I saw it on sale for $89.00 somewhere.....on a HF page in a magazine. I'll try to dig it out from my memory bank. :blink: bill
that didn't take long..about 1 minute.
It's in Popular Woodworking P. 61. FEB 2012.
And American Woodworker, Feb/Mar 2012, P.36
Also in DEC/JAN 2011/2012 P. 68 Wood BH&G


And so is the 2 HP Dust Collector for $149.00
Also in Woodworker's Journal Dec 2011, P.59
And American Woodworker, Feb/Mar 2012, P.36


----------



## Sleeper

woodnthings said:


> I saw it on sale for $89.00 somewhere.....on a HF page in a magazine. I'll try to dig it out from my memory bank. :blink: bill
> that didn't take long..about 1 minute.
> It's in Popular Woodworking P. 61. FEB 2012.
> And American Woodworker, Feb/Mar 2012, P.36
> Also in DEC/JAN 2011/2012 P. 68 Wood BH&G
> 
> 
> And so is the 2 HP Dust Collector for $149.00
> Also in Woodworker's Journal Dec 2011, P.59
> Thanks Bill, I bought the American Woodworker today and used the coupon for a price adjustment on the DC. I just got back from HF and I was going to buy the Spindle Sander using the refund but then I decided to wait and see if it worked OK or if there were any problems. I ended up buying a dozen spring clamps for now, but I think the coupon is good for a while yet.


----------



## vinnypatternmaker

*spindle sander*

Hi,
We've used a few SS in our time; as patternmakers/prototype designer and builders we were often called to produce, from scratch, wooden (mostly) industrial products.
We mention this, because, aside from Briggeport's VMM, and common woodworking machinery, the spindle sander was always near the top of necessities for our shop.
We started with a *great *older Boice Crane, to the "state of the art" State (Freeman Supply), lost in storage, to our current Grizzly 1017, which is great! 
While the smaller sanders are great for most users, we need a tilting table spindle sander.
We realize it's 7.6 x the price, but for those of you that need the extra capacity, longer spindles, and tilting capabilities, then this one's for you!
Thank You,
Marena and Vinny


----------



## Bob Willing

vinnypatternmaker said:


> Hi,
> We've used a few SS in our time; as patternmakers/prototype designer and builders we were often called to produce, from scratch, wooden (mostly) industrial products.
> We mention this, because, aside from Briggeport's VMM, and common woodworking machinery, the spindle sander was always near the top of necessities for our shop.
> We started with a *great *older Boice Crane, to the "state of the art" State (Freeman Supply), lost in storage, to our current Grizzly 1017, which is great!
> While the smaller sanders a great for most users, we need a tilting table spindle sander.
> We realize it's 7.6 x the price, but for those of you that need the extra capacity, longer spindles, and tilting capabilities, then this one's for you!
> Thank You,
> Marena and Vinny


I have been using my Menards OS since 2007 and I use it on a production basis to sand gun rack slots and fishing rod racks after I make holes with a forstner bit. I sand on average 300 slots per year. For angled slots I made an incline plane (wedge) to duplicate the angle I need. This is truly a great sander and I do not know what I would do with out this sander. :thumbsup:The only down side is watch out because it will sand you knuckles very quickly. I will post some pictures later. BY the way I only paid $84.00 on sale back in 2007. Before I started to use the sander I use my DP as a sander, what a pain.


----------



## Tony3302

I'm having trouble understanding the assembly of the sander. The directions are not clear and I feel as though I have an extra part that shouldn't be included. There is a washer with find on one side that has notches cut out of the sides. No picture on the instructions shows that. Does anyone know what it may be?

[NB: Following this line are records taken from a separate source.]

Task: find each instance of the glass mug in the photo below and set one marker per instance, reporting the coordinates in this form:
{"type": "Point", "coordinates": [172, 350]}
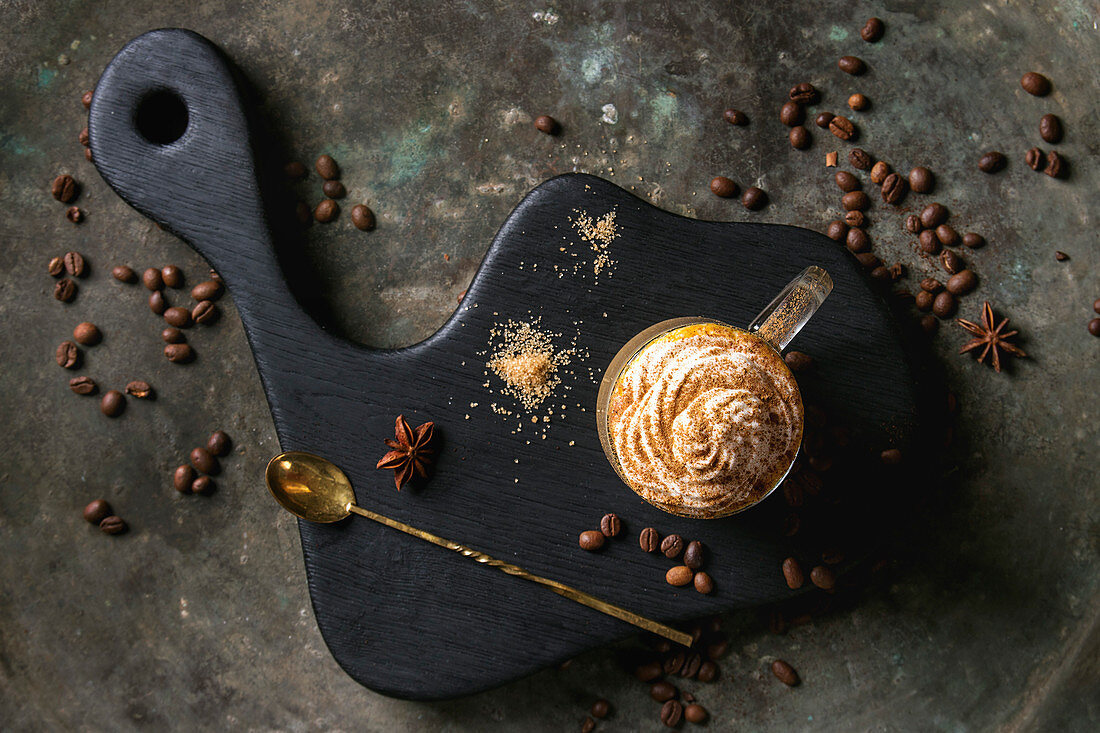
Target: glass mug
{"type": "Point", "coordinates": [702, 418]}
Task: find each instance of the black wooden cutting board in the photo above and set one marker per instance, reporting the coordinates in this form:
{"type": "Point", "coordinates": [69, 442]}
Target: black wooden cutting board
{"type": "Point", "coordinates": [409, 619]}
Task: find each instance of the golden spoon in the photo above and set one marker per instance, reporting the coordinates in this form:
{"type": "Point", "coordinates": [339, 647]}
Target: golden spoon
{"type": "Point", "coordinates": [316, 490]}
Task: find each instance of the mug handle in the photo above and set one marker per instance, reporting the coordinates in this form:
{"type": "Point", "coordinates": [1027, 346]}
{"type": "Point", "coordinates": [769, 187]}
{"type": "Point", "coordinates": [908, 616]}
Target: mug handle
{"type": "Point", "coordinates": [784, 317]}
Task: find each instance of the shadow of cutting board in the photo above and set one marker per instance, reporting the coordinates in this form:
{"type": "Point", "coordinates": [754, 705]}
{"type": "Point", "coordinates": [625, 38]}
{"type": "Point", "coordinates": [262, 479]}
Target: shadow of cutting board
{"type": "Point", "coordinates": [399, 615]}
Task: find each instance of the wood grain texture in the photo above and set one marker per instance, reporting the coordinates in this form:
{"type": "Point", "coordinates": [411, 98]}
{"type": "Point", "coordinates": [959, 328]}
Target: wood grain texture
{"type": "Point", "coordinates": [409, 619]}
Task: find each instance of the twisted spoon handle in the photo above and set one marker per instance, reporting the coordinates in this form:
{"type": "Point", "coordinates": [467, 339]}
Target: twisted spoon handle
{"type": "Point", "coordinates": [561, 589]}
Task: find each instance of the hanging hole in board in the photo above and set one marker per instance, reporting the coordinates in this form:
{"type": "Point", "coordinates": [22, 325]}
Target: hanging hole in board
{"type": "Point", "coordinates": [161, 117]}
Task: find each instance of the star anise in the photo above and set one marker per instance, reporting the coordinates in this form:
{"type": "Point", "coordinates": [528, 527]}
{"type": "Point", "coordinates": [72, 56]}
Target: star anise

This is for the performax spindle sander


----------



## Steve Neul

Tony3302 said:


> I'm having trouble understanding the assembly of the sander. The directions are not clear and I feel as though I have an extra part that shouldn't be included. There is a washer with find on one side that has notches cut out of the sides. No picture on the instructions shows that. Does anyone know what it may be?
> 
> This is for the performax spindle sander


Can you post some pictures?


----------



## Bob Willing

Tony3302 said:


> I'm having trouble understanding the assembly of the sander. The directions are not clear and I feel as though I have an extra part that shouldn't be included. There is a washer with find on one side that has notches cut out of the sides. No picture on the instructions shows that. Does anyone know what it may be?
> 
> This is for the performax spindle sander



Notches up facing the sanding surface, this slings the dust out of the sander. I posted here sometime ago that I bought one (Menadrs) 2007. I also bought one of the original Ridgid (silver color) ones from someone who passed away and made the mistake of selling my Menards one. Within 6 months the Ridgid one smoked and burnt up. I went back and bought another one from Menards.


----------



## Oakwerks

I think these things, regardless of name, are all pretty much the same machine....
Mine is a 5 year old HF and works great... Good dust port ...
Just buy the cheapest one ....


----------



## woodnthings

*OP needs help with the spindle*



Tony3302 said:


> I'm having trouble understanding the assembly of the sander. The directions are not clear and I feel as though I have an extra part that shouldn't be included. There is a washer with find on one side that has notches cut out of the sides. No picture on the instructions shows that. Does anyone know what it may be?
> *
> This is for the performax spindle sander*


He has one already, not buying one. This is mine:










The spindle consists of a rubber sleeve and top and bottom washers which gets squeezed together and expands when you tighten the nut on top. I know nothing about a serrated washer, since mine did not have one. You will need to use different diameters of washers depending in the size of the sleeve on the top under the nut.


----------